The scandal arose from a car accident in July 1969 on the island of Chappaquiddick off Martha’s Vineyard in Massachusetts, the elite resort area. After leaving a party with a woman who was not his wife, Kennedy lost control of his car, which went off a bridge and into a river. Kennedy was uninjured, but the woman, Mary Jo Kopechne, 29, drowned.
Kennedy claims he dived in to find her. But then he inexplicably went away and waited 10 hours before reporting the accident to police.
He pleaded guilty to a charge of leaving the scene of an accident after causing injury, and received a sentence of two months in jail, which was suspended — an outcome that stirred public outrage and raised suspicion that the family used political connections to protect him from more serious charges.
The voters of Massachusetts forgave him, sending him back for his eighth term in 2006.
But in 1980 when he attempted to challenge incumbent President Jimmy Carter for the Democratic Party nomination, he quickly recognised that the burdens of his past gave him little chance, and he gave up his effort.
“It is the fate of Ted Kennedy that his failures outside the Senate have always drawn more public attention than his successes inside it,” Time magazine wrote in 2000.
Time went on to say that while millions of Americans knew about Chappaquiddick, they didn’t know about his contributions to programmes benefiting the handicapped, the elderly and young people that have changed “the lives of far more Americans than remember the name Mary Jo Kopechne”.
Kennedy, a Roman Catholic, was married to his second wife and has three children from his first marriage.

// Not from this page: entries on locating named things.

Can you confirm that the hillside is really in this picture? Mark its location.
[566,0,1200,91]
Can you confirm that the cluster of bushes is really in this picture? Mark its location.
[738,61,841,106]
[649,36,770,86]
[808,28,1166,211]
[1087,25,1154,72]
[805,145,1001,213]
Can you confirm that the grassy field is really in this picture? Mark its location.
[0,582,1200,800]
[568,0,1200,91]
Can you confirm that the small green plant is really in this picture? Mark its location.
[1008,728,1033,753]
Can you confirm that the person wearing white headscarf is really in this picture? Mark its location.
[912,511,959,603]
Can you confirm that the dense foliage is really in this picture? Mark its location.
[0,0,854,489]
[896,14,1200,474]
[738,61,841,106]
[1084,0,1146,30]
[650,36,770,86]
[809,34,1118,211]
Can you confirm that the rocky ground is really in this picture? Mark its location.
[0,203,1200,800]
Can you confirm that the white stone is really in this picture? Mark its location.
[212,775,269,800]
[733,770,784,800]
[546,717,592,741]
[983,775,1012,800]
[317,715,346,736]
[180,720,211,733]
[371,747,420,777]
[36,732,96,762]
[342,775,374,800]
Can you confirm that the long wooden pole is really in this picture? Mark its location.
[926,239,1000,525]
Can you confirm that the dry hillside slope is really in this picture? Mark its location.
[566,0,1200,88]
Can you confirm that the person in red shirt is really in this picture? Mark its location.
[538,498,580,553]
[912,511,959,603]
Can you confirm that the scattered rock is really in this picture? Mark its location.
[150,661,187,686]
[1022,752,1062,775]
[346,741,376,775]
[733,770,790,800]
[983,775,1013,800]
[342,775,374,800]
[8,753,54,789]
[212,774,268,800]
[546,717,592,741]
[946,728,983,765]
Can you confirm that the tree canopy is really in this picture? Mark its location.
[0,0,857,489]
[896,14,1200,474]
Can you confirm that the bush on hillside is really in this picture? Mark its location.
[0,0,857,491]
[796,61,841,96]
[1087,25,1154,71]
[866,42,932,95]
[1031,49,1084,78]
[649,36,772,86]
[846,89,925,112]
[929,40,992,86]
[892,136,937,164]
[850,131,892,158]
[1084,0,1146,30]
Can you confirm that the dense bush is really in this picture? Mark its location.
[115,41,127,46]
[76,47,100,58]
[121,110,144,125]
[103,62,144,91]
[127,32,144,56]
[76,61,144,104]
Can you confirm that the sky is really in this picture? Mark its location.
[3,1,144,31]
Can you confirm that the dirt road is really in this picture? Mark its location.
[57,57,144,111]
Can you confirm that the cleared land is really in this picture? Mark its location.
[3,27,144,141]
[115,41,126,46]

Kennedy became the first important Democrat to openly accuse US President George W. Bush of justifying the Iraq war through deceit and to describe the war as Bush’s Vietnam.
He succeeded as a legislator by working with centre-right Republicans on many major pieces of legislation — including with President George W. Bush to pass the “No Child Left Behind” education law in 2001.
Senator John McCain, the presumptive Republican presidential nominee, has called Kennedy the “last lion in the Senate” and “the single most effective member of the senate”.
He was a graduate of Harvard University and the University of Virginia Law School.
He made his home in Hyannisport, with his second wife Victoria Reggie Kennedy, and her children from a previous marriage, Curran and Caroline Raclin. He had three other children with his ex-wife Joan — Kara, Edward Jr and Patrick.